Reproducing Pascal-50S #4

jnhwkim · 2022-03-23T00:57:19Z

Thanks for sharing the code.

I am trying to reproduce Pascal-50S, but I got some different scores as follows:

CLIP-S
HC, HI, HM, MM, Mean
0.551, 0.992, 0.960, 0.715, 0.804
RefCLIP-S
HC, HI, HM, MM, Mean
0.650, 0.995, 0.956, 0.737, 0.835

Not much different when resampling the five references among 48 candidates.

Observations are:

CLIP-S is lower than RefCLIP-S.
The mean of RefCLIP-S is similar to the paper's report, but HC and MM reports are significantly different.

For integrity, I checked the number of samples for each category (=1k), and double-check the categories using the fields of the Pascal-50S dataset, new_data and category.

I believe there are very few factors to swing the results. My questions are:

I preprocessed all captions using strip() and add the prefix "A photo depicts ".
For the CLIP encoding, I used the CLIP tokenizer like clip.tokenize(caption, truncate=True).
Random selection of 5 references among the 48 candidates for RefCLIP-S.
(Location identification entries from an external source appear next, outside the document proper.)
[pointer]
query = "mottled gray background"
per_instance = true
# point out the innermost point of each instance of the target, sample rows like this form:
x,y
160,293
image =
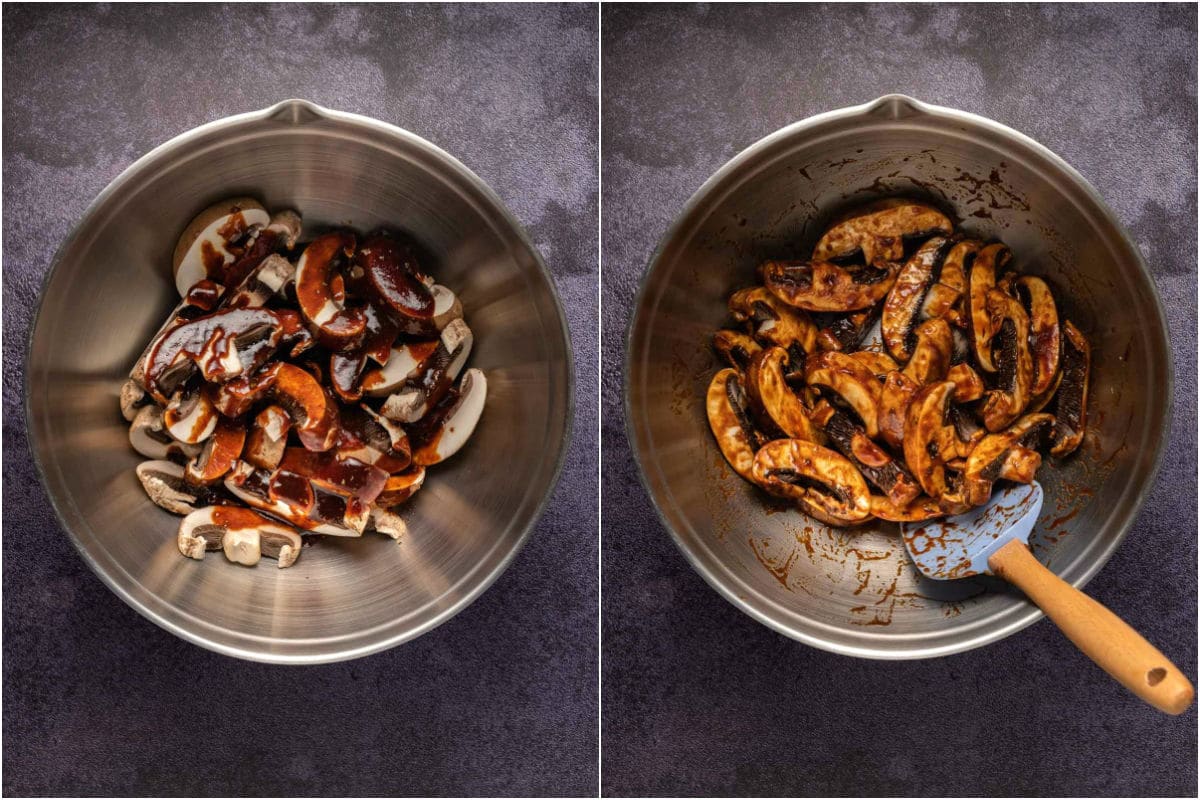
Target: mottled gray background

Is there any other factor to reproduce as in the paper?

The text was updated successfully, but these errors were encountered:

jmhessel · 2022-03-23T01:50:15Z

Hi @jnhwkim ! Thanks for reaching out about this! Quick question: do you have results for the other metrics as well ?
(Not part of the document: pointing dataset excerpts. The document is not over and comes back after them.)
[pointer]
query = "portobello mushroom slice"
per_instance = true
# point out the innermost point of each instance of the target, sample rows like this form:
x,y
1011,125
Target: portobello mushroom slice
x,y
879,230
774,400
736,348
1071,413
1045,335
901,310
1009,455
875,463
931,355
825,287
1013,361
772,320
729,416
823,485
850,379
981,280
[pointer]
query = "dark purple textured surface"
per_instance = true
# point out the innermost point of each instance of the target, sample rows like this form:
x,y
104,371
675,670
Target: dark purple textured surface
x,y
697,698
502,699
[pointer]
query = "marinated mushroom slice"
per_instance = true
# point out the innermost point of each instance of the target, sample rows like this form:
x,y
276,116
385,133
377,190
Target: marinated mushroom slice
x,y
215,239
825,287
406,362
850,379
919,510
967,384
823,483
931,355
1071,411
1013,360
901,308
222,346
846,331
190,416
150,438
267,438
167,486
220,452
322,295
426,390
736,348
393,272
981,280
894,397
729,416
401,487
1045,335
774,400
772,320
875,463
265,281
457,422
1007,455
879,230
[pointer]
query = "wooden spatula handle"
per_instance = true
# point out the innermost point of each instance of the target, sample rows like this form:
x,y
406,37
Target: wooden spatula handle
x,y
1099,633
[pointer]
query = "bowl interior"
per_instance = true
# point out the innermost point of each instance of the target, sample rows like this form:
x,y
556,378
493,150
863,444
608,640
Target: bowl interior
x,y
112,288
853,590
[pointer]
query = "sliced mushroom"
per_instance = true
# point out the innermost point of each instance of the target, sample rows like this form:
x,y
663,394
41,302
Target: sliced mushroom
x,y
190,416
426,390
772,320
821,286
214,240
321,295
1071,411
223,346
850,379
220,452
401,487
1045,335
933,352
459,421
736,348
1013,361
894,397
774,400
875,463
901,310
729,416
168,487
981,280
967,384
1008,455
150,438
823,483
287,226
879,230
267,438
jnhwkim · 2022-03-23T01:56:06Z

@jmhessel I just tried to reproduce CLIP-S and RefCLIP-S. For clarity, I successfully reproduced with similar results for the other benchmarks, Flickr8k-Expert, CF, Composite, and FOIL.
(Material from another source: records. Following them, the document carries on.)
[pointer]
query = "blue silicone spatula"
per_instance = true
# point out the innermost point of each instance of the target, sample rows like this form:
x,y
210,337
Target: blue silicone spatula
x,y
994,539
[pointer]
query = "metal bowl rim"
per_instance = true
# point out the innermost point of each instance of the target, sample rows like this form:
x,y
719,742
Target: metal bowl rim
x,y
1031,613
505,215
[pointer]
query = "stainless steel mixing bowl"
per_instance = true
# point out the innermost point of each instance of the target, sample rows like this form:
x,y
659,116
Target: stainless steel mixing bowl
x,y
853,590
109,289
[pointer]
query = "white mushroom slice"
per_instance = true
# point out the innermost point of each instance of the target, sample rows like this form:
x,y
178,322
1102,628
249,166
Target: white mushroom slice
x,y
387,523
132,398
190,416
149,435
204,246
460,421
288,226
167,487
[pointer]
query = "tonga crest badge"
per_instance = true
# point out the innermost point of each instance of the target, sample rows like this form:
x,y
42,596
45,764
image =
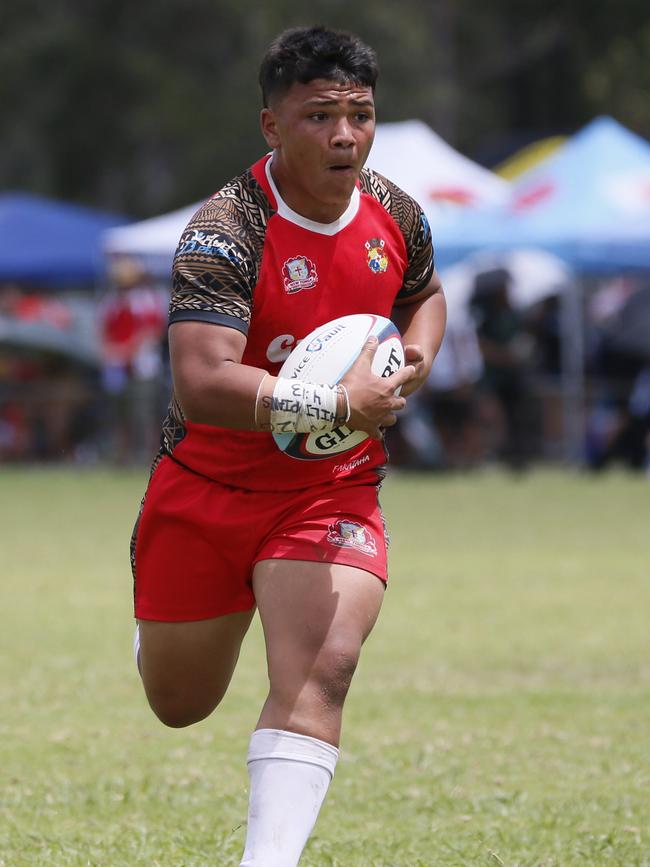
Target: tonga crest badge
x,y
349,534
377,258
If you think getting the results for the other metrics is necessary to pinpoint the issue, I should try.

jmhessel · 2022-03-23T02:04:36Z

Gotcha --- I'm glad you were able to reproduce the other datasets. it's been a while, but I should be able to dig up my evaluation code for pascal 50s. I will get back to you in the next few days, if not sooner. Everything you mentioned sounds correct though. By the way --- can you check the md5sum of an image here to make sure it matches up ? https://github.com/jmhessel/clipscore/blob/main/checksums/pascal_50s_checksum.txt

jnhwkim · 2022-03-23T02:06:42Z

@jmhessel I checked md5sum for one or two images, but I can try the whole for making sure.

jmhessel · 2022-03-23T02:08:17Z

That sounds good! let me do a bit of digging --- it's been a while since I've looked at the code

jnhwkim · 2022-03-23T02:10:01Z

@jmhessel I understand. Sincerely, thank you for your effort.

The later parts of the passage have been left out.